The problem is not that we tend to eat more of the same foods on the weekends. Rather, we indulge in foods and drinks that we don’t consume during the week: buttered popcorn at the movie theater, a couple of cocktails with a heavy restaurant dinner, and so forth.
What makes runners and triathletes different from dieters is that they do a lot of exercise, and typically do the most exercise on Saturday and Sunday. Because they burn the most calories on the weekend, runners and triathletes often assume it’s OK for them to relax their normal dietary standards and eat whatever they feel like having. The catch is that it’s all too easy to overcompensate.
Suppose you normally run for 45 minutes on Wednesdays and 75 minutes on Saturdays. Those extra 30 minutes will burn an extra 300-400 calories, or thereabouts. Now suppose you reward yourself with a bowl of ice cream after lunch and two glasses of wine with dinner. Those indulges will add about 600 calories to your normal intake. Not good.
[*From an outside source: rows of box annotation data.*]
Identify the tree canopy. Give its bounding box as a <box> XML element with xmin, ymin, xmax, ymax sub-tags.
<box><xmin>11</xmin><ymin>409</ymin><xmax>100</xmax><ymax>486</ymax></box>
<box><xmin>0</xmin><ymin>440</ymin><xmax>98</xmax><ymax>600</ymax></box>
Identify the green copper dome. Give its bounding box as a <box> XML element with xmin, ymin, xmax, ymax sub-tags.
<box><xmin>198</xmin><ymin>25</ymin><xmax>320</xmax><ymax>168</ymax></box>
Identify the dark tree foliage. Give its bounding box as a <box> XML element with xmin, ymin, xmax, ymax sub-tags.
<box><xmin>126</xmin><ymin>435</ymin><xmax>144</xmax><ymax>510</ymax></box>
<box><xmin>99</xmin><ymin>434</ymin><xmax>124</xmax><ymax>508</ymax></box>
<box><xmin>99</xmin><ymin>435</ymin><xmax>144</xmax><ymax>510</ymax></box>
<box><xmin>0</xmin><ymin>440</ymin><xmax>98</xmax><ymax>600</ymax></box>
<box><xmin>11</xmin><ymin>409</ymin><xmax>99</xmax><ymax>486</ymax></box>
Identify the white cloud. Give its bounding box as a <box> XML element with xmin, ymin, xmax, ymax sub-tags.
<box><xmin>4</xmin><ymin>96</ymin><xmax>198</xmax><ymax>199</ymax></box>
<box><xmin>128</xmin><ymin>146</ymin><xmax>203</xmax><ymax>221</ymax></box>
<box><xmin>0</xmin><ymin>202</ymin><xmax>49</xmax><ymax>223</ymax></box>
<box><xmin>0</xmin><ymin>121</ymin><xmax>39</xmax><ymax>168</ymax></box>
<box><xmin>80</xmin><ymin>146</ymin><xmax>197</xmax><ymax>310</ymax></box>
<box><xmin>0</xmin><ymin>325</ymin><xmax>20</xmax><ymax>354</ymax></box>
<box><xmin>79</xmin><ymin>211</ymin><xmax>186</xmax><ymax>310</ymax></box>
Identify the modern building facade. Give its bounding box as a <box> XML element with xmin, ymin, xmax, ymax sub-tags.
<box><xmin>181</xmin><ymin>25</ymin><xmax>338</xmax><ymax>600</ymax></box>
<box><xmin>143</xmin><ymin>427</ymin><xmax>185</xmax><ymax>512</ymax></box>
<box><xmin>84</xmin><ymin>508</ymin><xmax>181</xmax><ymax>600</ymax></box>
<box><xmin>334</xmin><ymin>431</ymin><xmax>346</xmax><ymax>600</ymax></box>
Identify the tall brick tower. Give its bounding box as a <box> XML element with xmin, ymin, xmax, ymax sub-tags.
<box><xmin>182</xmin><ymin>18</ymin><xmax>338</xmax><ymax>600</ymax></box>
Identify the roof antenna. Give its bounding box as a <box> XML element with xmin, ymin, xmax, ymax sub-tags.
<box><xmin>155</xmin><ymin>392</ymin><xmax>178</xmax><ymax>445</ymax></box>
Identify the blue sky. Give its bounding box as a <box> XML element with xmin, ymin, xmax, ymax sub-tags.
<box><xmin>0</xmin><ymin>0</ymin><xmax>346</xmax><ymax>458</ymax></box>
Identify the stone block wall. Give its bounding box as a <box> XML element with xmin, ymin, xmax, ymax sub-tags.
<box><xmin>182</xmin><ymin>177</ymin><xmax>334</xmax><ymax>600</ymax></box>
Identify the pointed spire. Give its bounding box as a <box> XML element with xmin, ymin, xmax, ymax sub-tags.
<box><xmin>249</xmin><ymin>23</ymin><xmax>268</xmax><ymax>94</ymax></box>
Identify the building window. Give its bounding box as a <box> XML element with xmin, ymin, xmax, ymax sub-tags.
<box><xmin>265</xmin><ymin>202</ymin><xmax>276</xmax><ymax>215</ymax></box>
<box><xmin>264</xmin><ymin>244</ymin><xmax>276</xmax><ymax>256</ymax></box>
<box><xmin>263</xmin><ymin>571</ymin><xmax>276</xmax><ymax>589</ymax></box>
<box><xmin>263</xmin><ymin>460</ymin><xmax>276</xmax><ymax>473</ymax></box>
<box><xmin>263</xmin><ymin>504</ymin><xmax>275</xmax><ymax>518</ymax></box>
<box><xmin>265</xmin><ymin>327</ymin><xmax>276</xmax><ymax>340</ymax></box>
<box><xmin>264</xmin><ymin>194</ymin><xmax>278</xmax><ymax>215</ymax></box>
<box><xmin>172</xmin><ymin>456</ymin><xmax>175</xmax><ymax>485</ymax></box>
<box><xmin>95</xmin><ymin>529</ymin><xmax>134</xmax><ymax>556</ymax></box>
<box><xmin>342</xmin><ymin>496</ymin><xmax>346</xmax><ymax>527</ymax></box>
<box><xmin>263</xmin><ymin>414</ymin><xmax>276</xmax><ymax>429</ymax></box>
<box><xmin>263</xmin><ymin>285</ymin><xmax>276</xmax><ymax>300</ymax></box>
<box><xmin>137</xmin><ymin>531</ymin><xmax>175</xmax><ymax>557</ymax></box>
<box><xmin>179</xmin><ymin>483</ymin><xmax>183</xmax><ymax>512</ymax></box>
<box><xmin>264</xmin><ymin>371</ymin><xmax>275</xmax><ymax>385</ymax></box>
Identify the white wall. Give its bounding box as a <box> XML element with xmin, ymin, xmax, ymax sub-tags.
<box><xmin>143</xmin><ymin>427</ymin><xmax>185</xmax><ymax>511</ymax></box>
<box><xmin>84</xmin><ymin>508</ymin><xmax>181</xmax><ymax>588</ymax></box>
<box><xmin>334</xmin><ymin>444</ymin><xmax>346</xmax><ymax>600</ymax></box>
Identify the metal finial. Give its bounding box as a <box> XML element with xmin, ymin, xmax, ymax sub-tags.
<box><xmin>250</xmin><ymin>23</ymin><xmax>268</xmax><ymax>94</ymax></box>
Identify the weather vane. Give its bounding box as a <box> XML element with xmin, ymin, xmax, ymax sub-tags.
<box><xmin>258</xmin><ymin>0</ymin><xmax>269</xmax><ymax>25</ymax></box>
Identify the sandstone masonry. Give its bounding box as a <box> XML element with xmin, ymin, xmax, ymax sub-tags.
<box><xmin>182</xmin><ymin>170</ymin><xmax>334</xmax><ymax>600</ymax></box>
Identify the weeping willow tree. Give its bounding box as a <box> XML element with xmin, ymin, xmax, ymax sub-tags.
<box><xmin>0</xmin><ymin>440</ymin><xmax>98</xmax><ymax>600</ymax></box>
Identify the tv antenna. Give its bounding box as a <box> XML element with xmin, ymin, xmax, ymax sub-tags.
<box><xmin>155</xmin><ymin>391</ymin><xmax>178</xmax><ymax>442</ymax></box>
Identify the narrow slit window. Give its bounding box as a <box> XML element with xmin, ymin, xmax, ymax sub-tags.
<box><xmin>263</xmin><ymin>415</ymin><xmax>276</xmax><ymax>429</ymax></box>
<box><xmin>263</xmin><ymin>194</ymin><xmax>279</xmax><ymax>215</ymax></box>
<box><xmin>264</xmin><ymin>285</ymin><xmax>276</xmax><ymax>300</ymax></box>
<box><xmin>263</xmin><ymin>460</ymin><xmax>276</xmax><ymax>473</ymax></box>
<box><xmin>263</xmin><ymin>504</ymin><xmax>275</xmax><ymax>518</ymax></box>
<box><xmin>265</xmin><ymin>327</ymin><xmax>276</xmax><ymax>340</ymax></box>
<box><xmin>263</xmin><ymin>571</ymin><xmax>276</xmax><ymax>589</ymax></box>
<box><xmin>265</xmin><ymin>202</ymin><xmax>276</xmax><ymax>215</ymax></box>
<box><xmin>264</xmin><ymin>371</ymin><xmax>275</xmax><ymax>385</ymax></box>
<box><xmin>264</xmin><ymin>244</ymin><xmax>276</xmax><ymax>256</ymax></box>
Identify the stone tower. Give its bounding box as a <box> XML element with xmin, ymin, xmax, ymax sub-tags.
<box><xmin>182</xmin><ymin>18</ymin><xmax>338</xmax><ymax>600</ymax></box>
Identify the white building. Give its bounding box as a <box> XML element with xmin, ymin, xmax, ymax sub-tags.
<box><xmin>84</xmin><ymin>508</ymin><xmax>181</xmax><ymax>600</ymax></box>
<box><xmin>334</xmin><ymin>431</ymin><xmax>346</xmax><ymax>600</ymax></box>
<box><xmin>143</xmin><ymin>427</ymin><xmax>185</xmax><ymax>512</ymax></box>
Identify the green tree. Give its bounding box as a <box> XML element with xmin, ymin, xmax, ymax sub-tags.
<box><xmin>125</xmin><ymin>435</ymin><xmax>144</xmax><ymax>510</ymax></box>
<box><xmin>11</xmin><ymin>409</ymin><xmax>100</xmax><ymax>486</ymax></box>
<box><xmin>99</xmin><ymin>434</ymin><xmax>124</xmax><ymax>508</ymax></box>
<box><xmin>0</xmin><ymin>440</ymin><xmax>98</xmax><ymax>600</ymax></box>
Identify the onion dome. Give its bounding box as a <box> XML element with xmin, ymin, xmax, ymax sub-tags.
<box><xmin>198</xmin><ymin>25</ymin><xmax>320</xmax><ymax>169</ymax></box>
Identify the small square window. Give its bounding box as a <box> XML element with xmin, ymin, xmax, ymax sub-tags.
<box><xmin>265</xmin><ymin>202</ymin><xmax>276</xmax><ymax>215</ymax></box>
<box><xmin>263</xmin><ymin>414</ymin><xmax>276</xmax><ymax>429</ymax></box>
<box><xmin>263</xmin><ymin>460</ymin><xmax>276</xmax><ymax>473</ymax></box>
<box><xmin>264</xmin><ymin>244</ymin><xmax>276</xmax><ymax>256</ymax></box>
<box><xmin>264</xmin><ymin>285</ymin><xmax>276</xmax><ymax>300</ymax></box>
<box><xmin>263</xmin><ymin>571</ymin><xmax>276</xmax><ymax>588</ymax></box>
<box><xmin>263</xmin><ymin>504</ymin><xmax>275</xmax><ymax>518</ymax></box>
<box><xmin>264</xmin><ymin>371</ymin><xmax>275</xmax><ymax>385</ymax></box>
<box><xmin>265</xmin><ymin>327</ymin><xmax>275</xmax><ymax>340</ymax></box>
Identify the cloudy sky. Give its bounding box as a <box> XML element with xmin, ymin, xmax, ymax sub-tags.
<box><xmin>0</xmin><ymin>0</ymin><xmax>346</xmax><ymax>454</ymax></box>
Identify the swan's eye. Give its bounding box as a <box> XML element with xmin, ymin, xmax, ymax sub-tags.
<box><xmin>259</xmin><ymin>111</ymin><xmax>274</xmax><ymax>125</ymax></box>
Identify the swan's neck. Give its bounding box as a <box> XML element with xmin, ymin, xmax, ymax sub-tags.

How can you avoid letting weekends sabotage your effort to attain your optimal racing weight? Two ways.
Weight management is a numbers game. To lose weight, you need to take in fewer calories than your body burns each day. And to do that, it’s helpful to know how many calories you’re consuming and burning. Next weekend, use online food calorie resources such as Calorieking.com and online calorie burn calculators such as Caloriesperhour.com to determine if you are in fact taking in more calories than you’re burning over the weekend. If you are, make some adjusts to your food choices to put the totals in a more favorable balance.
Spread Out Your Treats
It’s not that you can’t have the occasional treat such as a bowl of ice cream or a glass of wine. You just need to avoid packing them all into two days of the week. Research shows that the most successful weight managers eat most consistently throughout the week. To improve your dietary consistency, follow the one-in-10 rule: Allow one of every 10 foods or beverages you consume to be whatever you want, whether it’s Wednesday or Saturday.